STOCKHOLM (Reuters) - The Swedish government will put forward a bill granting it wider powers to quickly take steps such as closing transport hubs or restaurants if needed to curb the spread of the novel coronavirus that has infected thousands across the country.
The bill, which was widely expected to be pass parliament in the coming days after several opposition parties voiced their support, primarily cuts the time needed for the minority government to close many public venues.
While parliament can still reverse measures in a subsequent vote, but does not need to be consulted for prior approval.
“Today, we have decided on a bill to give us the tools to be able to act quickly with more measures if needed,” Deputy Prime Minister Isabella Lovin told a news conference after the government had held talks with opposition parties.
“This proposal applies only to actions associated with the coronavirus and for a limited time only.”
Sweden, where nearly 600 COVID-19 patients have died, has taken a more liberal and low-key approach toward fighting the virus than most other European countries, relying primarily on voluntary measures and common sense than outright bans.

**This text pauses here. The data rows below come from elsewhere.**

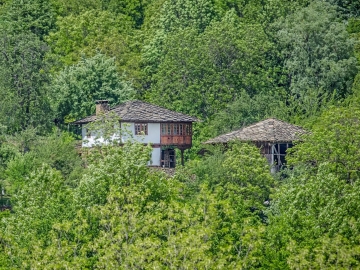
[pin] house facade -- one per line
(146, 123)
(272, 136)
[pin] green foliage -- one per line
(334, 139)
(24, 99)
(42, 201)
(56, 150)
(77, 87)
(317, 53)
(246, 110)
(314, 222)
(133, 9)
(201, 73)
(87, 34)
(35, 16)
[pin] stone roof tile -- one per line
(269, 130)
(135, 110)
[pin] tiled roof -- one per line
(136, 110)
(269, 130)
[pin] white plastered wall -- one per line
(153, 137)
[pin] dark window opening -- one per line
(141, 129)
(176, 129)
(168, 158)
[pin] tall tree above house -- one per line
(24, 100)
(78, 86)
(200, 74)
(36, 16)
(317, 54)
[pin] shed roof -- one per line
(136, 110)
(269, 130)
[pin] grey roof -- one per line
(135, 110)
(269, 130)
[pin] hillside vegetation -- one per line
(228, 62)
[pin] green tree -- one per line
(78, 86)
(201, 73)
(334, 139)
(317, 54)
(88, 33)
(24, 97)
(44, 200)
(35, 16)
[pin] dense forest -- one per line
(228, 62)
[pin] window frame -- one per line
(141, 129)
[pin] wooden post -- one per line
(273, 169)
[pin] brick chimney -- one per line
(102, 106)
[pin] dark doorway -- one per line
(168, 158)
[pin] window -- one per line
(88, 133)
(141, 129)
(176, 129)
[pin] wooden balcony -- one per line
(181, 141)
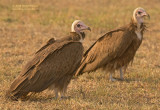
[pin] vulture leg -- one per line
(121, 74)
(63, 95)
(111, 78)
(56, 93)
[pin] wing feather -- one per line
(48, 66)
(113, 44)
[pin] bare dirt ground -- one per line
(25, 30)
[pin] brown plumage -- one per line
(52, 66)
(114, 50)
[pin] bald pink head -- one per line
(139, 14)
(78, 26)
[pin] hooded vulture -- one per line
(52, 67)
(117, 48)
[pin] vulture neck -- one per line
(138, 28)
(77, 37)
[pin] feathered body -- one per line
(52, 67)
(113, 50)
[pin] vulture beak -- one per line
(146, 14)
(84, 27)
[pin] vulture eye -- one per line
(139, 12)
(78, 25)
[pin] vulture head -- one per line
(78, 26)
(139, 14)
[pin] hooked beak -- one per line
(86, 28)
(89, 28)
(146, 14)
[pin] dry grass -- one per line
(23, 32)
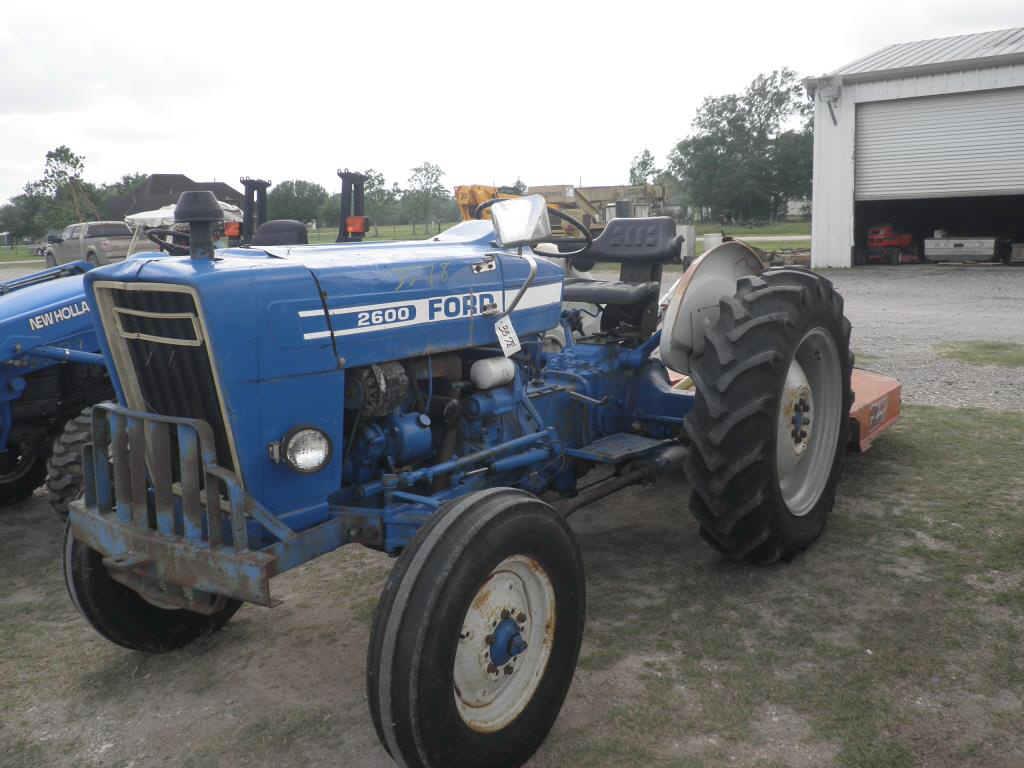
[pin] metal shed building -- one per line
(924, 135)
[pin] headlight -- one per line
(306, 450)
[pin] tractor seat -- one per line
(647, 241)
(608, 292)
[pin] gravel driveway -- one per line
(899, 314)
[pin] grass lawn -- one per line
(18, 253)
(781, 245)
(895, 641)
(781, 227)
(1006, 353)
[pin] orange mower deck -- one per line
(876, 407)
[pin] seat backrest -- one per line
(281, 232)
(649, 241)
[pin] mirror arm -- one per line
(493, 311)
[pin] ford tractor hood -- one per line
(389, 301)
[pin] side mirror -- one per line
(520, 221)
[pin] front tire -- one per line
(769, 425)
(122, 615)
(477, 633)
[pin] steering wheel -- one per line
(173, 249)
(586, 241)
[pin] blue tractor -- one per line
(50, 373)
(429, 399)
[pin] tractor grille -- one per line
(161, 339)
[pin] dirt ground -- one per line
(894, 641)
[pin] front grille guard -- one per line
(172, 524)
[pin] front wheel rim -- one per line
(504, 644)
(809, 421)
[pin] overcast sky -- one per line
(550, 92)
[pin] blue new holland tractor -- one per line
(50, 373)
(429, 399)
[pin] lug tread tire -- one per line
(121, 615)
(64, 468)
(411, 698)
(732, 425)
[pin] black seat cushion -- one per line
(608, 292)
(281, 232)
(648, 241)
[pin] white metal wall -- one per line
(832, 225)
(941, 146)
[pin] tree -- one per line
(738, 162)
(643, 168)
(296, 200)
(424, 193)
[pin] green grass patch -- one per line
(781, 245)
(18, 253)
(780, 227)
(1005, 353)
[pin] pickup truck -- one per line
(95, 242)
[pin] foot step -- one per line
(615, 448)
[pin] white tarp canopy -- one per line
(165, 216)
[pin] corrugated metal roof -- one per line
(946, 53)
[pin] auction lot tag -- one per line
(507, 336)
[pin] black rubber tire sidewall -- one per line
(736, 496)
(121, 615)
(64, 466)
(424, 657)
(804, 529)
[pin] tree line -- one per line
(748, 154)
(64, 197)
(423, 201)
(61, 197)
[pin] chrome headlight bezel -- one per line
(288, 449)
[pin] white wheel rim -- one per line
(809, 419)
(487, 695)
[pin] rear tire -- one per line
(122, 615)
(434, 698)
(761, 493)
(64, 468)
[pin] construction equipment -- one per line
(468, 197)
(276, 403)
(887, 245)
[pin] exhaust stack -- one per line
(200, 210)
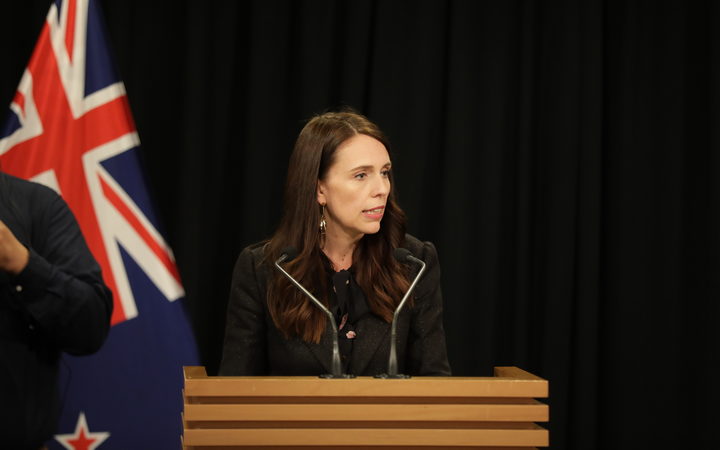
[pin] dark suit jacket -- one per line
(254, 346)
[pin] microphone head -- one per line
(402, 254)
(290, 253)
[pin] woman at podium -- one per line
(342, 224)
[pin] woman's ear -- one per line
(321, 193)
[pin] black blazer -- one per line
(254, 346)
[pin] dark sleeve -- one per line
(426, 341)
(244, 349)
(61, 289)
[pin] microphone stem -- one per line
(392, 363)
(336, 365)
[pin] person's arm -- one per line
(60, 288)
(245, 346)
(427, 352)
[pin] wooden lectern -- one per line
(364, 413)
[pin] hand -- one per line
(13, 255)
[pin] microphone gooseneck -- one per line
(288, 254)
(404, 256)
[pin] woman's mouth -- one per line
(374, 213)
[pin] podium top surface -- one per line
(507, 382)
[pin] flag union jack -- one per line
(71, 129)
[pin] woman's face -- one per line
(355, 188)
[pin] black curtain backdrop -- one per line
(563, 156)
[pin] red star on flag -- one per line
(82, 438)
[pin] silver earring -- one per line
(323, 227)
(323, 224)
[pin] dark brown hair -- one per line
(379, 275)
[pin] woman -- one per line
(341, 216)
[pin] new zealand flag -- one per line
(70, 128)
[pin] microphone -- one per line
(288, 254)
(403, 255)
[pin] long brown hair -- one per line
(379, 275)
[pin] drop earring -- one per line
(323, 227)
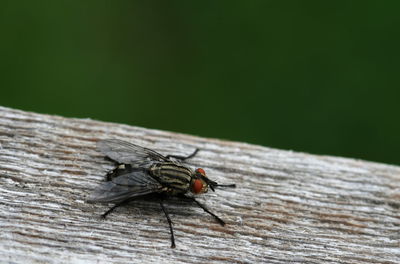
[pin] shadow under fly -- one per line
(144, 173)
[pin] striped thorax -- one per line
(178, 178)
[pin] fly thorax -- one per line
(176, 177)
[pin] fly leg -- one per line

While schools, restaurants and most businesses have remained open, the government has banned public gatherings of over 50 people and shut universities, while authorities have also advised those who can to work from home.
The increased powers to impose restrictions without prior approval by parliament would be valid for up to three months.
Prime Minister Stefan Lofven said that while most measures were not bans he still expected all Swedes to comply.
“The advise from the authorities are not just little hints,” he said. “It is expected that we follow them every day, every minute.”